Anxiety tends to breed more anxiety. Reassure your friend that this is a temporary reaction, and it does not change who they are or how you feel about them.

Long-term Help for An Anxiety Disorder

Anxiety disorders are chronic conditions that can interfere with work, school, and relationships. Understanding your friend’s anxiety can make you an important ally in their long-term fight to control their symptoms.

1. Educate yourself 

You can research anxiety online or at your library. If you know what kind of anxiety your friend has, you can tailor your research towards that diagnosis. If not, you can still learn about how anxiety works, triggers, behaviors, anxious thoughts and how to reframe them, and more. The more you know, the more you’ll be prepared to support your friend.

2. Learn their response mechanism 

Our brains are wired to react to fear with a fight, flight, or freeze response. Which is your friend’s dominant response? Knowing how they respond to triggers can help you recognize an anxiety attack as soon as it starts. When you recognize their behavior for what it really is, you’ll have more empathy and be better equipped to help.

3. Ask

Some people respond best to emotional support, while others might respond better to practical support like problem-solving or talking through actions. Talk to your friend about how they want you to support them.

seniors doing outdoor yoga

4. Exercise 

Exercise distracts the mind from the cause of anxiety, decreases muscle tension, and boosts the availability of anti-anxiety chemicals in the brain. Work out together for physical, emotional, and relationship benefits.

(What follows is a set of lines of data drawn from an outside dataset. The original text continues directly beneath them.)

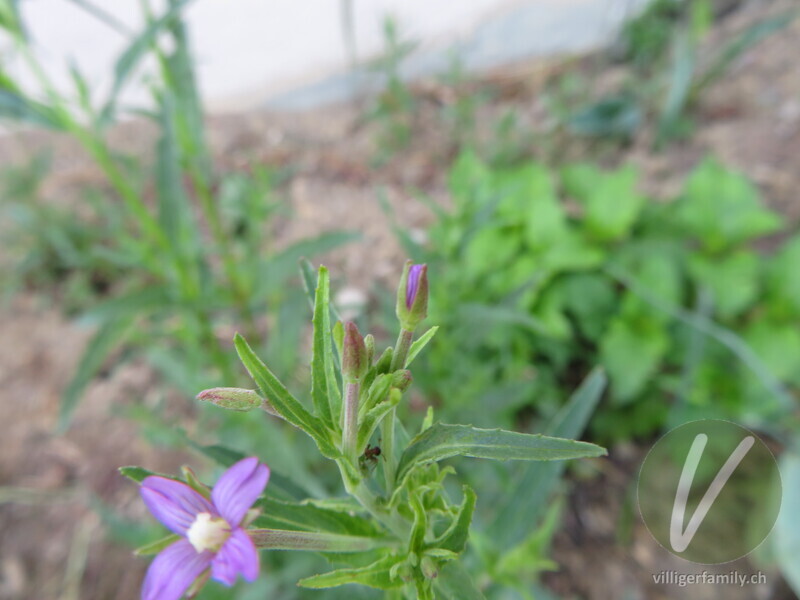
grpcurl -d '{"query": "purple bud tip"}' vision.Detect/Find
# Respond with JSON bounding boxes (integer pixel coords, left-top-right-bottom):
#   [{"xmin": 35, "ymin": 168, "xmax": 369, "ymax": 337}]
[{"xmin": 406, "ymin": 265, "xmax": 425, "ymax": 310}]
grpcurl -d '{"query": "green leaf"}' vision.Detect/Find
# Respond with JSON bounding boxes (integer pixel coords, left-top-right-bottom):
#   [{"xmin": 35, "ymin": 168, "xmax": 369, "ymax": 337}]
[
  {"xmin": 772, "ymin": 452, "xmax": 800, "ymax": 595},
  {"xmin": 133, "ymin": 533, "xmax": 181, "ymax": 556},
  {"xmin": 253, "ymin": 496, "xmax": 384, "ymax": 537},
  {"xmin": 117, "ymin": 467, "xmax": 168, "ymax": 483},
  {"xmin": 356, "ymin": 386, "xmax": 402, "ymax": 453},
  {"xmin": 233, "ymin": 333, "xmax": 340, "ymax": 459},
  {"xmin": 102, "ymin": 0, "xmax": 192, "ymax": 123},
  {"xmin": 406, "ymin": 325, "xmax": 439, "ymax": 368},
  {"xmin": 767, "ymin": 235, "xmax": 800, "ymax": 319},
  {"xmin": 675, "ymin": 160, "xmax": 783, "ymax": 252},
  {"xmin": 600, "ymin": 317, "xmax": 670, "ymax": 403},
  {"xmin": 397, "ymin": 423, "xmax": 606, "ymax": 487},
  {"xmin": 311, "ymin": 266, "xmax": 340, "ymax": 429},
  {"xmin": 583, "ymin": 167, "xmax": 645, "ymax": 241},
  {"xmin": 58, "ymin": 319, "xmax": 133, "ymax": 431},
  {"xmin": 435, "ymin": 561, "xmax": 486, "ymax": 600},
  {"xmin": 487, "ymin": 368, "xmax": 607, "ymax": 549},
  {"xmin": 432, "ymin": 485, "xmax": 478, "ymax": 554},
  {"xmin": 297, "ymin": 556, "xmax": 403, "ymax": 590},
  {"xmin": 689, "ymin": 250, "xmax": 760, "ymax": 320}
]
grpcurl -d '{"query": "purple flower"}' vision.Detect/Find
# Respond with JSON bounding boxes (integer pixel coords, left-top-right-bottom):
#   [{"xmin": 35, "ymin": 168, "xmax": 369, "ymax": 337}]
[
  {"xmin": 141, "ymin": 457, "xmax": 269, "ymax": 600},
  {"xmin": 406, "ymin": 265, "xmax": 425, "ymax": 310}
]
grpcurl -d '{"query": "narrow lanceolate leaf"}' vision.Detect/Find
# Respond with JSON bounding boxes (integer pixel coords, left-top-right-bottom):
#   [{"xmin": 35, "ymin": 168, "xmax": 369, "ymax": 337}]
[
  {"xmin": 397, "ymin": 423, "xmax": 606, "ymax": 483},
  {"xmin": 406, "ymin": 325, "xmax": 439, "ymax": 368},
  {"xmin": 311, "ymin": 266, "xmax": 339, "ymax": 429},
  {"xmin": 233, "ymin": 333, "xmax": 339, "ymax": 458},
  {"xmin": 487, "ymin": 368, "xmax": 607, "ymax": 548},
  {"xmin": 433, "ymin": 485, "xmax": 477, "ymax": 554},
  {"xmin": 58, "ymin": 319, "xmax": 132, "ymax": 431},
  {"xmin": 133, "ymin": 533, "xmax": 181, "ymax": 556},
  {"xmin": 297, "ymin": 556, "xmax": 403, "ymax": 590}
]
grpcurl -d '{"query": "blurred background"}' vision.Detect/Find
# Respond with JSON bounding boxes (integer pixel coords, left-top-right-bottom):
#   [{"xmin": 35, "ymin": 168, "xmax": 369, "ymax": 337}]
[{"xmin": 0, "ymin": 0, "xmax": 800, "ymax": 600}]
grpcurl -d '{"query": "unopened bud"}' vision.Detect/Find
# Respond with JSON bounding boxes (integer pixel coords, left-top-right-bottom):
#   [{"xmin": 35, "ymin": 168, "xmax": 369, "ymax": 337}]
[
  {"xmin": 342, "ymin": 321, "xmax": 369, "ymax": 381},
  {"xmin": 397, "ymin": 261, "xmax": 428, "ymax": 331},
  {"xmin": 197, "ymin": 388, "xmax": 263, "ymax": 412}
]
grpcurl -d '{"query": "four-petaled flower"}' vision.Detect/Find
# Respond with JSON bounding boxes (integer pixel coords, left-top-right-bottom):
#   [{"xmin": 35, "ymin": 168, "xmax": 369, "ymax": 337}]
[{"xmin": 141, "ymin": 457, "xmax": 269, "ymax": 600}]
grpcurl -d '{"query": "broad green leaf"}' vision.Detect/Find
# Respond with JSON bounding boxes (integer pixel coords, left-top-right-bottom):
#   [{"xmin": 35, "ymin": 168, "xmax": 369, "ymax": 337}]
[
  {"xmin": 406, "ymin": 325, "xmax": 439, "ymax": 368},
  {"xmin": 297, "ymin": 556, "xmax": 403, "ymax": 590},
  {"xmin": 233, "ymin": 333, "xmax": 339, "ymax": 458},
  {"xmin": 600, "ymin": 317, "xmax": 670, "ymax": 403},
  {"xmin": 433, "ymin": 485, "xmax": 478, "ymax": 554},
  {"xmin": 435, "ymin": 561, "xmax": 486, "ymax": 600},
  {"xmin": 689, "ymin": 250, "xmax": 760, "ymax": 320},
  {"xmin": 675, "ymin": 160, "xmax": 783, "ymax": 252},
  {"xmin": 311, "ymin": 266, "xmax": 340, "ymax": 429},
  {"xmin": 487, "ymin": 368, "xmax": 607, "ymax": 548},
  {"xmin": 583, "ymin": 168, "xmax": 645, "ymax": 241},
  {"xmin": 397, "ymin": 423, "xmax": 606, "ymax": 483},
  {"xmin": 58, "ymin": 318, "xmax": 133, "ymax": 431}
]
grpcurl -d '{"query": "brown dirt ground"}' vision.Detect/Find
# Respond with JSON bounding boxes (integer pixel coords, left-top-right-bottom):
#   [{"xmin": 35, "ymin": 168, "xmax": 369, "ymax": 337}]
[{"xmin": 0, "ymin": 0, "xmax": 800, "ymax": 600}]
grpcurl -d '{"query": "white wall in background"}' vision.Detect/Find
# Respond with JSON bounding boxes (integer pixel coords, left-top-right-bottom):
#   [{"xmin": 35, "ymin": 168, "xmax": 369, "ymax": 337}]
[{"xmin": 6, "ymin": 0, "xmax": 644, "ymax": 110}]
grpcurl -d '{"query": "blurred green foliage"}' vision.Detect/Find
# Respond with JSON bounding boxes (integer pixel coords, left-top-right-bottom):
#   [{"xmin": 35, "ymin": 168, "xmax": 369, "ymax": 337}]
[
  {"xmin": 394, "ymin": 152, "xmax": 800, "ymax": 441},
  {"xmin": 0, "ymin": 0, "xmax": 353, "ymax": 426}
]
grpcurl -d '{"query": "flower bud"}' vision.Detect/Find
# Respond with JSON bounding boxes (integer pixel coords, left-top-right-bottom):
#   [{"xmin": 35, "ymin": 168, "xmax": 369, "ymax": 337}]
[
  {"xmin": 342, "ymin": 321, "xmax": 369, "ymax": 381},
  {"xmin": 397, "ymin": 261, "xmax": 428, "ymax": 331},
  {"xmin": 197, "ymin": 388, "xmax": 263, "ymax": 412}
]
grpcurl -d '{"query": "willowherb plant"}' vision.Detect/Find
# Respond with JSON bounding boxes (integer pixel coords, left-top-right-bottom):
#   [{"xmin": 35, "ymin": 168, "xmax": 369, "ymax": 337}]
[{"xmin": 122, "ymin": 262, "xmax": 605, "ymax": 600}]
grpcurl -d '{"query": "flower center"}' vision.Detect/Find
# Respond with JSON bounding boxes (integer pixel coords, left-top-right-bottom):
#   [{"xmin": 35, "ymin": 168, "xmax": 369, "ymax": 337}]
[{"xmin": 186, "ymin": 513, "xmax": 231, "ymax": 552}]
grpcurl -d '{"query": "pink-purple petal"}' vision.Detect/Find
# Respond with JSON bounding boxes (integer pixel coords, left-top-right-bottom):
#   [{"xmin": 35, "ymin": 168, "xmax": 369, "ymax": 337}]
[
  {"xmin": 142, "ymin": 540, "xmax": 214, "ymax": 600},
  {"xmin": 211, "ymin": 528, "xmax": 258, "ymax": 585},
  {"xmin": 140, "ymin": 475, "xmax": 217, "ymax": 535},
  {"xmin": 211, "ymin": 456, "xmax": 269, "ymax": 527}
]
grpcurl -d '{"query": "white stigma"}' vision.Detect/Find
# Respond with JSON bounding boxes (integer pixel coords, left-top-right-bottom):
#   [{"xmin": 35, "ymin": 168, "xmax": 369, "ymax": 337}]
[{"xmin": 186, "ymin": 513, "xmax": 231, "ymax": 552}]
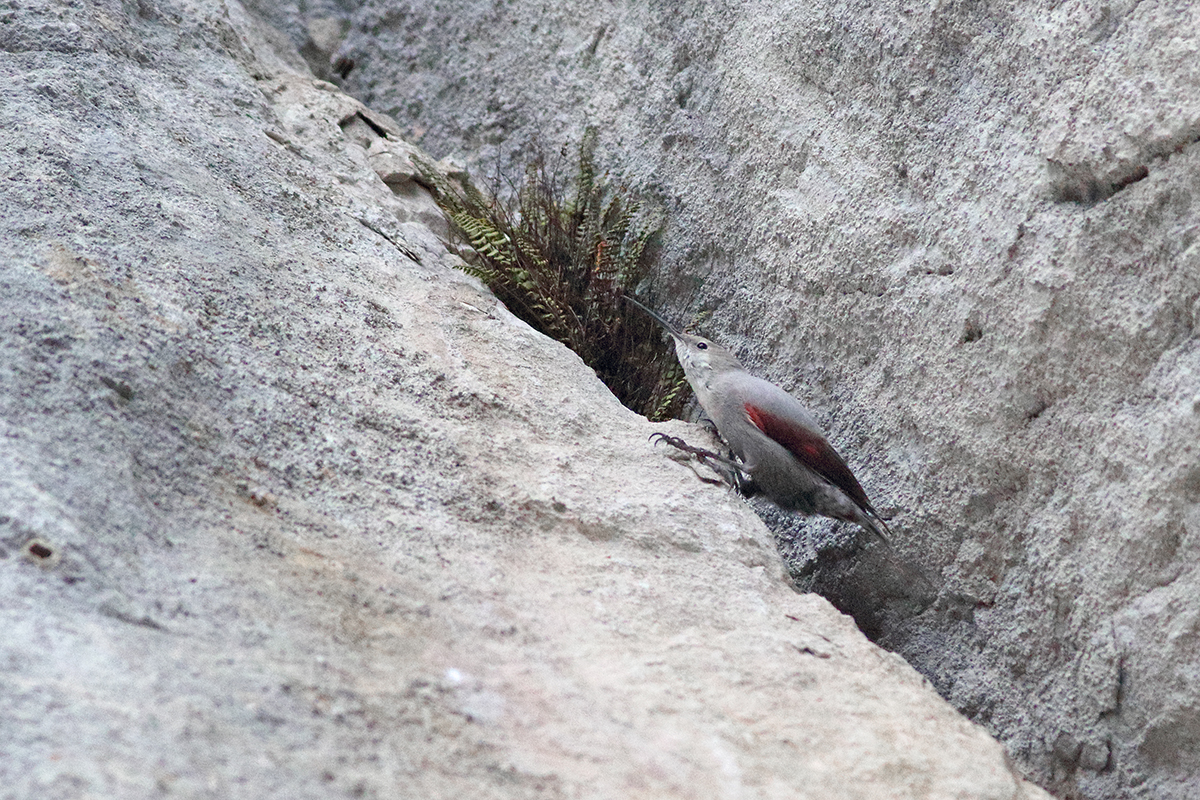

5. Practice stress management 

Techniques like mindfulness meditation, breathing exercises, or yoga, for example, can help decrease the symptoms of anxiety. Encourage your friend to experiment or take a class together.

6. Pinpoint anxious thoughts 

Help your friend identify and reframe thoughts that cause anxiety. For example, if someone cancels plans with your friend and that triggers negative self-talk, list some reasons they might have canceled that are unrelated to your friend.

7. Address avoidance behavior 

Avoiding situations or tasks because of anxiety can end up causing a snowball effect. The longer one avoids the task or situation, the more overwhelming it seems. It may help to identify the issue that’s causing anxiety, talk about the steps needed to overcome it, and work together to take the first step.

8. Destigmatize 

The fear of having an anxiety attack can be as debilitating as an actual attack. Reassure your friend that they can cope if it happens; that anxiety is not a sign of failure or weakness. Normalize their fears, if you can, by sharing yours. It’s perfectly normal to have fears. Having fearful thoughts doesn’t automatically mean that they’ll happen. Others also have these thoughts and fears and can overcome them.

9. Assist them in getting help

 As badly as you may want to, you can’t cure your friend’s anxiety. Your care and support can be an essential part of their treatment, but there may be times when it is not enough. If your friend’s anxiety is affecting their work, school, relationships, or ability to enjoy life, encourage your friend to get professional help.

Living with an anxiety disorder isn’t easy. Supporting your friend won’t always be easy either, but your efforts could mean the world to them. Don’t worry about what you’re doing right or wrong; you’ll figure it out together. Just being there is an essential first step.